Separately, the Financial Times reported that two large institutional shareholders are demanding to know what the bank plans to do about the millions of dollars in bonuses that were paid to Carrie Tolstedt, head of the community banking division at the center of the scandal, who announced her retirement in July. Tolstedt was paid at least $45 million since 2011, including more than $9 million last year, according to the paper. "There's no point having a clawback if it doesn't claw in circumstances like this," one large shareholder said. "What has happened at Wells is an affront to the integrity of the institution." Wall Street Journal, Financial Times, New York Times, American Banker

Wall Street Journal

On their own: More than a dozen investment advisers who manage a collective $2.2 billion in client assets are leaving Morgan Stanley and striking out on their own. Members of Morgan Stanley's Kirk Bahm Group, in Wichita, Kan., said they quit to form their own investment-advisory firm called 6 Meridian LLC. Margaret Dechant, a 14-year industry veteran who led the group, said the "complexity and needs" of their clients and the "distractions of a larger firm" led them to seek independence. "Every investment option, investment manager and investment style has to be vetted by a big committee" at Morgan Stanley, added another advisor. "We're much more nimble."
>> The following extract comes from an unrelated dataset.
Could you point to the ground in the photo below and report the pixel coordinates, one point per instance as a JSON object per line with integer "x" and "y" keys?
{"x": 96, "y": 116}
Another exit at HSBC: Spencer Lake, a group general manager at HSBC Holdings, is leaving the bank, the latest in a series of executive exits from the global banking division as the bank reduces headcount and consolidates business units. Lake ran the bank's global capital financing business until last February, when it was merged into HSBC's global banking unit. He then had a greatly reduced role in day-to-day operations, the paper said. HSBC is cutting tens of thousands of jobs and exiting businesses to save money and improve returns.

Financial Times

Cure for QE: Two British bankers are looking to raise $250 million to fund a new corporate bank "that aims to help unwind some of finance's persistent contortions" caused by central bank quantitative easing programs, according to the Financial Times. The bank, called First Global Trust, was approved by U.K. regulators in April. It wants to become a "repository for the illiquid assets that are clogging up both central banks and commercial banks, preventing them from lending to mainstream customers. It will take corporate deposits and use them to buy assets such as securitizations, which have had their price and liquidity distorted by central bank buying and ultra-low interest rates."

New York Times

What a card: Usually, credit cards with $450 annual fees have only a select few customers. Not so JPMorgan Chase's Chase Sapphire Reserve card. The bank was inundated with requests for the card even before it was officially launched, then "ran out of the engraved card's fancy metal stock in only 10 days," leaving disappointed cardholders to settle for a temporary plain old plastic version. What's all the fuss about? The card offers a 100,000-point sign-up bonus, double the standard offer on competing cards. The card, the Times reports, has "intensified the arms race among large credit card issuers."

Washington Post

Whistleblower suit: A federal appeals court Monday said a private banker's whistleblower lawsuit against JPMorgan Chase can move forward. The former banker, Jennifer Sharkey, claimed she was fired seven years ago, a week after warning that an Israeli client might be committing fraud. A federal district court judge dismissed the suit last year, saying the former banker may have been fired based on her performance. But the appeals court said there was sufficient evidence to suggest that Sharkey had a "reasonable belief" that the client was engaged in fraud and that the "close temporal proximity" between her warning and her firing justified letting the case proceed.